The core plasma in tokamak is connected to power facilities via a breeding blanket system, which converts fusion energy into electricity. Simulating fusion electricity generation involves both fusion and nuclear power studies. The former can take advantage of the latter. As a matter of fact, the TBM (Test Blanket Module) currently being tested in ITER uses nuclear analysis tools and safety analysis codes from the nuclear power community, demonstrating that nuclear simulation technologies can be expanded to enable V-DEMO’s targeted functions.
AI (Artificial Intelligence) is also promising for fusion research innovation. AI can utilize machine learning based on numerous fusion experiments and simulation data to derive a data-driven fusion model. The big advantage of the data-driven fusion model is its combination of fast calculation and good precision. For example, according to research already published, a heating simulation can be generated in a much shorter time with machine learning, allowing real-time controls. Without it, the calculations would require thousands of CPU cores and considerable time. Various studies to accelerate simulations are ongoing, with the ultimate goal of developing a fusion simulator capable of the tremendous volume of repetitive calculations necessary for engineering design.
V-DEMO will need to integrate simulations from various fusion areas and therefore will need to develop an integrated platform. Fusion societies worldwide are working on simulation software integration frameworks. One of the most promising projects is the ITER-IMAS framework, which is currently under development for ITER. V-DEMO should expand its technological base to include plant features based on ITER-IMAS.
Digital twin is a technology that can be used to virtualize machines and facilities, using machine design data, and is considered the basis upon which simulation software and integrated framework can be deployed. For fusion, “Virtual KSTAR” is being developed to perform virtual experiments that combine KSTAR design, experimental data, and heating simulations. The technology developed through KSTAR will be applied to ITER in the near future, to pave the way for V-DEMO development.
Roadmap for V-DEMO development
Presently, various technological developments including simulations, virtualization, supercomputers, and machine learning are needed for V-DEMO development. In this planning study, a total of five technology groups were identified as the key technologies for V-DEMO: (i) tokamak simulation group, (ii) blanket-BOP simulation group, (iii) accelerated fusion simulation group, (iv) enabling technology group, and (v) fusion big data group. The development plans and strategies for each group were also established.

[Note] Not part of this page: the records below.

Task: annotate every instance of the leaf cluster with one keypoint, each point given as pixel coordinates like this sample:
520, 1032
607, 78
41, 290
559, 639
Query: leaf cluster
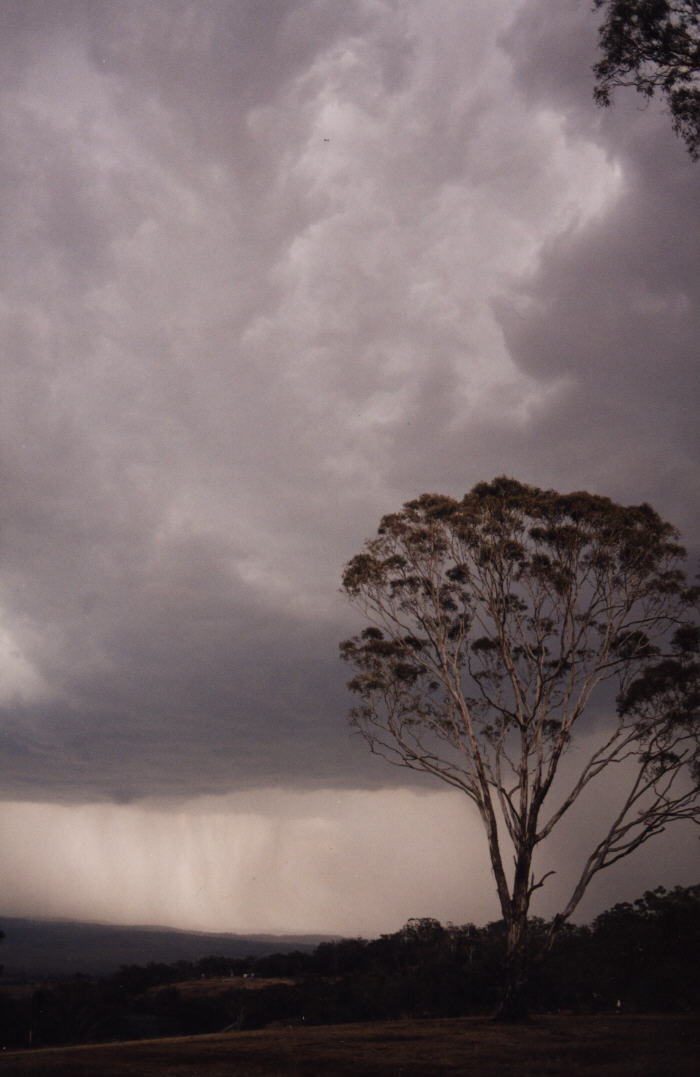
654, 45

Roadmap for V-DEMO project
V-DEMO development will go through four stages by the year 2040. In the first stage, simulation and virtualization of a middle-sized tokamak such as KSTAR will be carried out. In the beginning, technology verification using KSTAR data will be the key objective. In the second stage, the technologies from the first stage will be further developed for ITER, and simulation acceleration using artificial intelligence will begin. In the third stage, blanket and BOP simulation technology development will be performed in collaboration with the nuclear energy community. In the final stage, V-DEMO will be completed, integrating the K-DEMO design data. Verification and optimization of a demonstration plant will be carried out utilizing V-DEMO.

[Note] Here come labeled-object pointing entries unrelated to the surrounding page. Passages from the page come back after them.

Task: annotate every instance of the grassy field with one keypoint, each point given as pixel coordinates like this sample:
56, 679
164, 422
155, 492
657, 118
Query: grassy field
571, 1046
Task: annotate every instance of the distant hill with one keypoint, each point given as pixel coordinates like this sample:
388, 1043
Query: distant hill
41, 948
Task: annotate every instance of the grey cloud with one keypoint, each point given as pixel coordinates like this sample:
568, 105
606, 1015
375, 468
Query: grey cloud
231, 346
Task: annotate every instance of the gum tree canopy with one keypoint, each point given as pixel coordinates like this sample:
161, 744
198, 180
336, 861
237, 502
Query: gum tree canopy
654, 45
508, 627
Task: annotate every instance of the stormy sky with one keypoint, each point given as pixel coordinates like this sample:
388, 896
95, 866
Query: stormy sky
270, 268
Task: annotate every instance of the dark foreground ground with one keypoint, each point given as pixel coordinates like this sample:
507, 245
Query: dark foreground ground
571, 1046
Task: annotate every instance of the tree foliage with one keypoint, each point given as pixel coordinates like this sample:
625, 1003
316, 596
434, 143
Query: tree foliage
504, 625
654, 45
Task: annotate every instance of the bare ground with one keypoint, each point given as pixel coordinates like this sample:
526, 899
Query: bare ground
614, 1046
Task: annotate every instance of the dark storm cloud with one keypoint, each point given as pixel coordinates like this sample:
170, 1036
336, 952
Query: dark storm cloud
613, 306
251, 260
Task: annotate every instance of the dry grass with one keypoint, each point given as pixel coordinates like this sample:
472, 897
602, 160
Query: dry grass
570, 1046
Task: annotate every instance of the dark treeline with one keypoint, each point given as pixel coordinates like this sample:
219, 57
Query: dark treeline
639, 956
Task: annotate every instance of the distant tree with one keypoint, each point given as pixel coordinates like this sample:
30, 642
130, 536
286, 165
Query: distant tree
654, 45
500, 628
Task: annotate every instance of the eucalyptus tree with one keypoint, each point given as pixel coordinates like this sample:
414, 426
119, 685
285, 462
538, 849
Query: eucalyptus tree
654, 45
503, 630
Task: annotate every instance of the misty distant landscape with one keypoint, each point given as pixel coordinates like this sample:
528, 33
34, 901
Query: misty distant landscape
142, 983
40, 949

Plan for experimental validations and key development targets in each phase
Fusion research in Korea has been ongoing for the last two decades, focusing on KSTAR and ITER. Now, another leap is needed to accomplish a demonstration of fusion technology. Alongside hardware technological achievements, another foundation for the fusion demonstration should be established, by proactively developing fusion simulation technologies, including V-DEMO.